This NASA contract will use Lada hardware to perform research to aid in developing procedures for a future large-scale growth chamber called the Vegetable Production Unit. Bingham said this is a new direction for space plant research.
“This is really what we built Lada for,” he said. “This is its first baseball game. It is going to be a really fun project.”
The contract involves three areas. The first is to research different types of plants and to check the plants’ yields on the ground using Lada. SDL will then verify the plant yields performing the same experiments using Lada on the ISS.
Food safety and diet needs are the second aspect of the NASA contract. SDL will perform research on the different types of plants to satisfy nutritional needs and different cultural backgrounds. To ensure astronaut health, SDL will work with the USDA to develop procedures for cleaning the vegetables for consumption.
“Dirty fingerprints may be harmful to astronauts, so we are working out new procedures that will wash the lettuce or vegetable grown that will ensure food safety,” said Bingham. “This protocol that may be used in growth chambers on the International Space Station, the Moon, Mars and the transit vehicles used to get there.”
The third aspect of the contract and the most important according to Bingham is the study of the psychological benefits the plants have on crew members. Jack Stuster, Ph.D. principle scientist of Anacapa Sciences will be working closely with SDL to evaluate the astronauts’ journals to determine the psychological effects of vegetable production in space.
“This is where we determine what the real value of plants in space. When we factor in the psychology of the astronauts, I believe plant development will come out to be of higher value than just shipping dehydrated food from the ground,” said Bingham. “No one else has done this before – it is a first.”

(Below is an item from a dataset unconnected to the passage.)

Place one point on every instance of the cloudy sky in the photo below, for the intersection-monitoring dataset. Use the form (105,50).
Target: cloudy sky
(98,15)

The contract is a three-year study. Other team members include Bruce Bugbee, Ph.D., of Utah State University’s plants, soils and biometeorology department and Jay Garland, Ph.D., of Dynamac Corporation at Kennedy Space Center. SDL will also be working cooperatively with the NASA Food Technology Commercial Space Center at Ames, Iowa.
“I am happy to see it happening. Now we have a mission that will actually allow us to use our expertise to help NASA managers and people designing future space travel projects,” said Bingham.